CHIP GANASSI: I think it's always important to keep good people around, whether it's a driver, crew chief, engineer, whatever.
Q: Jim, Chevy has two engine builders, Toyota and Ford have one primary engine builder. How does this work for you compared to what they're doing? Is this something maybe you have evaluated and going forward is it something you need to continue?
JIM CAMPBELL: Well, we've been doing it with these two guys for 50 years and 35 years. It's working great. I don't see a change. These guys are amazing. NASCAR periodically will do dyno‑tests where they'll pull four random, one from every manufacturer. When they do that in the case of Chevy, they typically pull two, one from each of the engine builders.
When we get the results, I know what our results are, I can't tell which is Ford and which is Toyota. These guys on horsepower, torque, the torque curves are right there. They will go right up against the other manufacturers. I love what we're doing.
One thing I wanted to add here. Chevy's involved in about five different series. NASCAR is an amazing platform for its scale and reach. Both competitively we can race in three different series, and then in terms of this idea of lifting our brand and selling cars and trucks, parts and accessories. We love the scale and reach of NASCAR.
RICK HENDRICK: Richard's group and our group work together.

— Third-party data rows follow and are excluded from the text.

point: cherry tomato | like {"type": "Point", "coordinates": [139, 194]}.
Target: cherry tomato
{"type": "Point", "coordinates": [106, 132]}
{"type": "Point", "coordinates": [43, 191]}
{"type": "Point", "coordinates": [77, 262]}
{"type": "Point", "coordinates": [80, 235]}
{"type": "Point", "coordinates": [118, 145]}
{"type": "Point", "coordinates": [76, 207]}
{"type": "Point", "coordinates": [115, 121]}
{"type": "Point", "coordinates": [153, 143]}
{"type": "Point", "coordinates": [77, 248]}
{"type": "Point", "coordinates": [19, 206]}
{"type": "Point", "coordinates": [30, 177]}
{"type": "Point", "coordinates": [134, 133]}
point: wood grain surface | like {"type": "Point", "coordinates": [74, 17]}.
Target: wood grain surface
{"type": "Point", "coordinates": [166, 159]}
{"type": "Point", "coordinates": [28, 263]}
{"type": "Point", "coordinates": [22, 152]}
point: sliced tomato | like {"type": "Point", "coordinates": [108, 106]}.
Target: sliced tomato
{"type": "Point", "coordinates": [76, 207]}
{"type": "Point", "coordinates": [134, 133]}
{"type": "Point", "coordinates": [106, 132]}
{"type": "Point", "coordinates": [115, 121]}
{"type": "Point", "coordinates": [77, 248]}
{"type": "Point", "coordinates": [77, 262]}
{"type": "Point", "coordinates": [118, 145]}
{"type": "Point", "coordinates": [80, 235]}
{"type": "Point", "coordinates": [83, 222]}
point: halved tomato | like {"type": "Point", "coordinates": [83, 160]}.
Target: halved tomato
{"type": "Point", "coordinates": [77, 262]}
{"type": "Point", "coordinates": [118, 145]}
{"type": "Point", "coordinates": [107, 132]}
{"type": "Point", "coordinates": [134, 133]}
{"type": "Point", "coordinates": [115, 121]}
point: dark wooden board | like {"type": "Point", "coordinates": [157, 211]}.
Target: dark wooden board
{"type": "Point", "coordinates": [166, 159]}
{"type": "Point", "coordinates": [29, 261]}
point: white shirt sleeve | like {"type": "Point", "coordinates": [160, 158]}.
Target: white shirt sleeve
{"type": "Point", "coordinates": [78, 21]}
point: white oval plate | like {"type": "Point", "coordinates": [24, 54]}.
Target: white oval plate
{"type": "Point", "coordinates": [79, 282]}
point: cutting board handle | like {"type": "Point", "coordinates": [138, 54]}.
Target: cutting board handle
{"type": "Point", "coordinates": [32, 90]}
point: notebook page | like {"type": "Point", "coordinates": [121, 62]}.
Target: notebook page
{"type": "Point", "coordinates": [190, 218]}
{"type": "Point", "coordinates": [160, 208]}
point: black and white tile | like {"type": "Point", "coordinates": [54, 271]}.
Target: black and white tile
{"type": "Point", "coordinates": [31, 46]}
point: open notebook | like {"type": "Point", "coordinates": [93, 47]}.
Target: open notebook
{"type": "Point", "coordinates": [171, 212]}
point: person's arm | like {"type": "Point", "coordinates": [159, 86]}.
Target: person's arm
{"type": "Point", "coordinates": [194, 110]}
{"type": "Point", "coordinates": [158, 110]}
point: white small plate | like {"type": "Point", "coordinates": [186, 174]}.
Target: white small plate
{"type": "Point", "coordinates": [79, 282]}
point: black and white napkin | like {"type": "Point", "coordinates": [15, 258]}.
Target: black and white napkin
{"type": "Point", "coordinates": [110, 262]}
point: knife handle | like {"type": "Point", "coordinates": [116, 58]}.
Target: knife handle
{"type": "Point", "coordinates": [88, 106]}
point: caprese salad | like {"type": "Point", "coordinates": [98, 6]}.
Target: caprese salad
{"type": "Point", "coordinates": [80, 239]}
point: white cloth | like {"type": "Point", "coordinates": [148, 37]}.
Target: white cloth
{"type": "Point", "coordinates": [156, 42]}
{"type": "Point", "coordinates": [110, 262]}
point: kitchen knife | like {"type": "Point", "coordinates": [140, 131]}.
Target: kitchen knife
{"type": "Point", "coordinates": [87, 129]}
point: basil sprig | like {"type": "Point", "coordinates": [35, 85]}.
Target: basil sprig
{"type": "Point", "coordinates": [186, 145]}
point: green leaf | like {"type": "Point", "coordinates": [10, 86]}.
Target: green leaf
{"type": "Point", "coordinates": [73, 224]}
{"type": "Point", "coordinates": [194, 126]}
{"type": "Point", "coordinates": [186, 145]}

We work together to develop a part with GM. We're not up in Charlotte doing one and he's doing something else. Our teams work together to come up with a product. We might assemble it in different areas, but we work together with GM to come up with components.
RICHARD CHILDRESS: If we do have an issue, we share it together and we work together to fix it right away. That's one of the key things that we have going for us.
THE MODERATOR: Gentlemen, thank you for spending some time with us today. Good luck this weekend at the Daytona 500.